Basic design principles for developers.
You already know this, you know what is a good design and what is a bad design. Trust your gut. But how do you trust your gut when you don’t know what it’s saying?
You’ve got to learn the rules!
In this blog post we’re going to look at 4 design principles to help you try and understand what it is that makes some designs more pleasing to the eye. Obviously there are no hard and fast rules and you might find depending where you look that you find 7 principles, or 12… I think 4 is enough to get us started.
I wrote this talk for DrupalCamp London so used their website to show what a few simple changes can do to improve website.
To arrange content into a format that is easy to read at a glance.
Arrange all the things that are the same together.
Drupal is great at helping to make sensible Information Architecture with the way nodes and the templating layer both work. So you’ve probably got that covered and I won’t go into this here.
The space between bits of different information is just as important.
Think of a cutlery drawer… when all the items are just chucked in, it’s messy and hard to find what you’re looking for. When they are separated with a divider and things are stored in the right slots it much easier to find what you need… and when that fork handle slips over towards the spoons, you mistake it for a spoon.

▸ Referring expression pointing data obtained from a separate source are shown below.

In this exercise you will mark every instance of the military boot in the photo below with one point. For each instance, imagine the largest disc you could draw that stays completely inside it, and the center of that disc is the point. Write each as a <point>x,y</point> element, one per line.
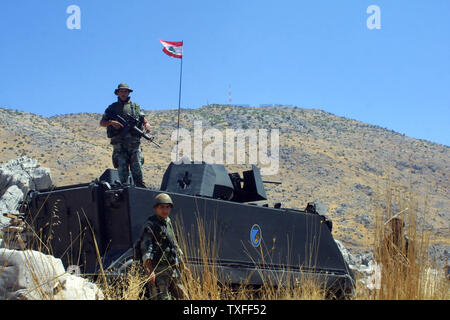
<point>140,184</point>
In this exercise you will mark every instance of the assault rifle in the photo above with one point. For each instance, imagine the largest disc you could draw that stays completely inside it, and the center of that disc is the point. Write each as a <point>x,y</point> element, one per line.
<point>130,124</point>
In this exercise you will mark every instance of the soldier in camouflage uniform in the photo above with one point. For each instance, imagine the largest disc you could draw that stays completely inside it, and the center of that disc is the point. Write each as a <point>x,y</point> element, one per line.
<point>161,253</point>
<point>127,153</point>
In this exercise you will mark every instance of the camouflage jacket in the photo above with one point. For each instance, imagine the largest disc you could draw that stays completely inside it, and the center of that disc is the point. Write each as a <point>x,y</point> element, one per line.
<point>158,243</point>
<point>121,108</point>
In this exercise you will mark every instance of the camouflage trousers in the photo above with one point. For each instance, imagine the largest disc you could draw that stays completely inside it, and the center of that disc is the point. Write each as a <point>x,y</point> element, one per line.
<point>168,286</point>
<point>126,157</point>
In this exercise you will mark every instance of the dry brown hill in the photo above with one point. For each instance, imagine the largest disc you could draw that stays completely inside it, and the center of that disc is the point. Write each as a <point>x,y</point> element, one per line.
<point>343,163</point>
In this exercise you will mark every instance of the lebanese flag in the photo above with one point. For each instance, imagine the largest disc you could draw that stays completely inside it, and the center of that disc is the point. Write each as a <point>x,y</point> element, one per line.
<point>173,49</point>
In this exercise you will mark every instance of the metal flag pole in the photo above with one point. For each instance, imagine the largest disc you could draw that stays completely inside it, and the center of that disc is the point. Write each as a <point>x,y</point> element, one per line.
<point>179,104</point>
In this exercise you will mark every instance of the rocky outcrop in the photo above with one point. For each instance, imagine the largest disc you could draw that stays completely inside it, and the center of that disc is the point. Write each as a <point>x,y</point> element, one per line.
<point>32,275</point>
<point>17,177</point>
<point>363,264</point>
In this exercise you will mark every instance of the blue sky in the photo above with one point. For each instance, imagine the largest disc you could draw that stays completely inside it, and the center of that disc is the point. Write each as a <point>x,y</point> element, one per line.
<point>311,54</point>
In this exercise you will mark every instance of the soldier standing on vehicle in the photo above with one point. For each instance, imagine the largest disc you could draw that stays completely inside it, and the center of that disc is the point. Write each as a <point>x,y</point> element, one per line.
<point>127,153</point>
<point>161,253</point>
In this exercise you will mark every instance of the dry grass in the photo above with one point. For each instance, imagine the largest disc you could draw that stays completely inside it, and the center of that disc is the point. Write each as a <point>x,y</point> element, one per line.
<point>407,271</point>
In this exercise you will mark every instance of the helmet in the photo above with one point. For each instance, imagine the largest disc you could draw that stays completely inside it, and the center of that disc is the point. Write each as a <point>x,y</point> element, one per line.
<point>123,86</point>
<point>162,198</point>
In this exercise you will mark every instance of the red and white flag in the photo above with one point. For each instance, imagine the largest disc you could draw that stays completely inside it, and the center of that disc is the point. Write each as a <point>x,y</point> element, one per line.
<point>173,49</point>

When the edge of something isn’t clearly defined with white space (white space doesn’t have to be white, just empty!) then they can blur into one item. This is very common when looking on mobile at websites and emails. Sometimes it’s hard to distinguish one card from the other.
To create familiarity and add visual interest
Things that are the same should look the same
Limit your styles and be consistent between elements and pages of the site. You should use HMTL and CSS like its meant to be used, simply.

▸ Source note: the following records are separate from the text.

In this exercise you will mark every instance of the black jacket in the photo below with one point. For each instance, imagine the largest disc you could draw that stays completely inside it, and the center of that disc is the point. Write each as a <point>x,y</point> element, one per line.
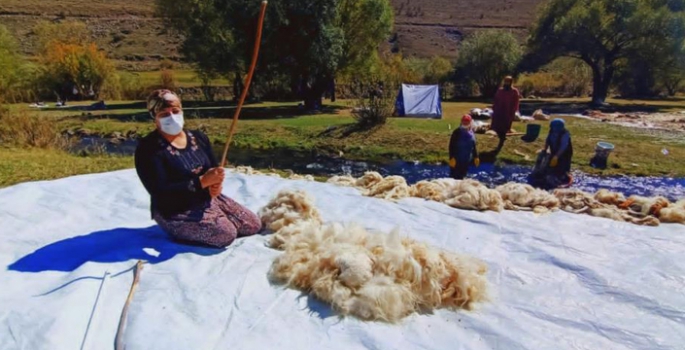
<point>172,176</point>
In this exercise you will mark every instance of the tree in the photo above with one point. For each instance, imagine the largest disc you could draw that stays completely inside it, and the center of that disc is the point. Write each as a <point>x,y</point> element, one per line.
<point>83,68</point>
<point>602,33</point>
<point>10,65</point>
<point>365,24</point>
<point>304,43</point>
<point>486,57</point>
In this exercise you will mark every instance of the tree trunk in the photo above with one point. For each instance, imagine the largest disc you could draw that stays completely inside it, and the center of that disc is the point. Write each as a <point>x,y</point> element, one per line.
<point>237,87</point>
<point>601,81</point>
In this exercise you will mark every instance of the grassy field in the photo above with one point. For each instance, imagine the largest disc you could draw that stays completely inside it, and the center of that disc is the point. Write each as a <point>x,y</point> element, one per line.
<point>277,126</point>
<point>21,165</point>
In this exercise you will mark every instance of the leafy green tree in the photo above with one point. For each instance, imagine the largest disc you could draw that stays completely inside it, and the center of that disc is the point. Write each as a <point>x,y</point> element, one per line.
<point>304,43</point>
<point>486,57</point>
<point>365,24</point>
<point>10,65</point>
<point>603,33</point>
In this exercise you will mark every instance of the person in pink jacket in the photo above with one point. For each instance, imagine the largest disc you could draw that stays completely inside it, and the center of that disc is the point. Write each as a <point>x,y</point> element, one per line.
<point>505,106</point>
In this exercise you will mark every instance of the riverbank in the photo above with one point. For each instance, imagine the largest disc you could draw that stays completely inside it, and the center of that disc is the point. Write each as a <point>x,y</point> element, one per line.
<point>279,127</point>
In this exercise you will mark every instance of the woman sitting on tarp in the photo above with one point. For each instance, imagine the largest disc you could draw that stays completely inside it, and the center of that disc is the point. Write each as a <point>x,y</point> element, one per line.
<point>553,165</point>
<point>184,180</point>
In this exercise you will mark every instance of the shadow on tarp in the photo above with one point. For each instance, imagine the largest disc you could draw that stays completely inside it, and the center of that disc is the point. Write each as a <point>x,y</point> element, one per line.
<point>110,246</point>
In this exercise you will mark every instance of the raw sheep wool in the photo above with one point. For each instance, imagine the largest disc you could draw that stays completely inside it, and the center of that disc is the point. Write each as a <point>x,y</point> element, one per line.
<point>430,190</point>
<point>607,197</point>
<point>674,213</point>
<point>371,276</point>
<point>643,206</point>
<point>473,195</point>
<point>579,202</point>
<point>344,180</point>
<point>286,214</point>
<point>390,188</point>
<point>518,196</point>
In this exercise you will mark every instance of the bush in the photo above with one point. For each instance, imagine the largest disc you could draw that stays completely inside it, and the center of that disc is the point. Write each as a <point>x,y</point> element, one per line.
<point>80,67</point>
<point>10,66</point>
<point>376,105</point>
<point>124,86</point>
<point>23,130</point>
<point>486,57</point>
<point>563,77</point>
<point>167,64</point>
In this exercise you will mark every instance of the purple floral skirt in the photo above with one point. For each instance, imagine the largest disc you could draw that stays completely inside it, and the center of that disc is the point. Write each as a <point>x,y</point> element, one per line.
<point>216,223</point>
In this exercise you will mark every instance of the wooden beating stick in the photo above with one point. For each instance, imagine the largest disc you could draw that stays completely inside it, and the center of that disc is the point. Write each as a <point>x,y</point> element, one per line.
<point>248,80</point>
<point>119,341</point>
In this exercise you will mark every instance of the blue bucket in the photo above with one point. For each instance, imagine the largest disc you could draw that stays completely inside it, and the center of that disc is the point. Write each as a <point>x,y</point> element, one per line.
<point>602,152</point>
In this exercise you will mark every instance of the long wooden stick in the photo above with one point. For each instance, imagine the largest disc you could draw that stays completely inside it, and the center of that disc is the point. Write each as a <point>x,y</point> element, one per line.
<point>119,342</point>
<point>248,80</point>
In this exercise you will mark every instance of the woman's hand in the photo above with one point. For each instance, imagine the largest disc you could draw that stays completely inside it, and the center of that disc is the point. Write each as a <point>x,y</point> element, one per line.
<point>212,177</point>
<point>215,190</point>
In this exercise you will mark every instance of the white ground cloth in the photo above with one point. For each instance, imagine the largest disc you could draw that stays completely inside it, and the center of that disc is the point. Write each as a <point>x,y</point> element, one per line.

Unordered list styles all using the same bullet type is a obvious one but it’s easy to get selectoritis and make lists in Call to Actions have circles and in body text to be squares if you get over ambitions with what you can do.
There’s a difference between showing what you can do and doing what you need to do.
Tim Berners-Lee said “A [language] which uses fewer basic elements to achieve the same power is simpler” Design works the same way, simple designs usually are stronger than something that uses all the effectsstylestools that are available.
Nature is full of patterns and repetition because it’s mathematically beautiful.
To unify and organise
Alignment is simply lining up every element with the edge of another object.
It’s just like when we tidy up our home, put the kids toys back in the baskets and stand books on the bookshelf neatly.
A grid system helps here but it isn’t necessary and CSS Grid layouts are pretty much here.
There is also vertical alignment of things on a line to look out for. Icons next to text makes a difference if they are aligned vertically.
CSS is like playing Tetris… you’ve just got to get all the shapes to line up in a row and you’re winning.
To create interest and catch the eye
If two elements are not the same then make them different, very different
If two elements are similar but one is more important (e.g. sticky list items) make them different in one or two ways.
Contrast isn’t just about switching out colours or size, even though that is a good start.
Remember colour isn’t enough because of colour blindness and size isn’t important if you’re listening from a screen reader so an icon or a label to say why they are different is helpful.
Sometimes the contrast doesn’t have to be drastically different to make an impact. You don’t want Black and White designs and you don’t want 50 Shades of Grey either. There’s a happy place where you you’ve done just enough.
So remember Contrast, Repetition, Alignment and Proximity will make your websites look better. C.R.A.P is good.
Further reading: The Non-Designer’s Design Book by Robin Williams. This book focuses on print design but the design principles covered work on the web too.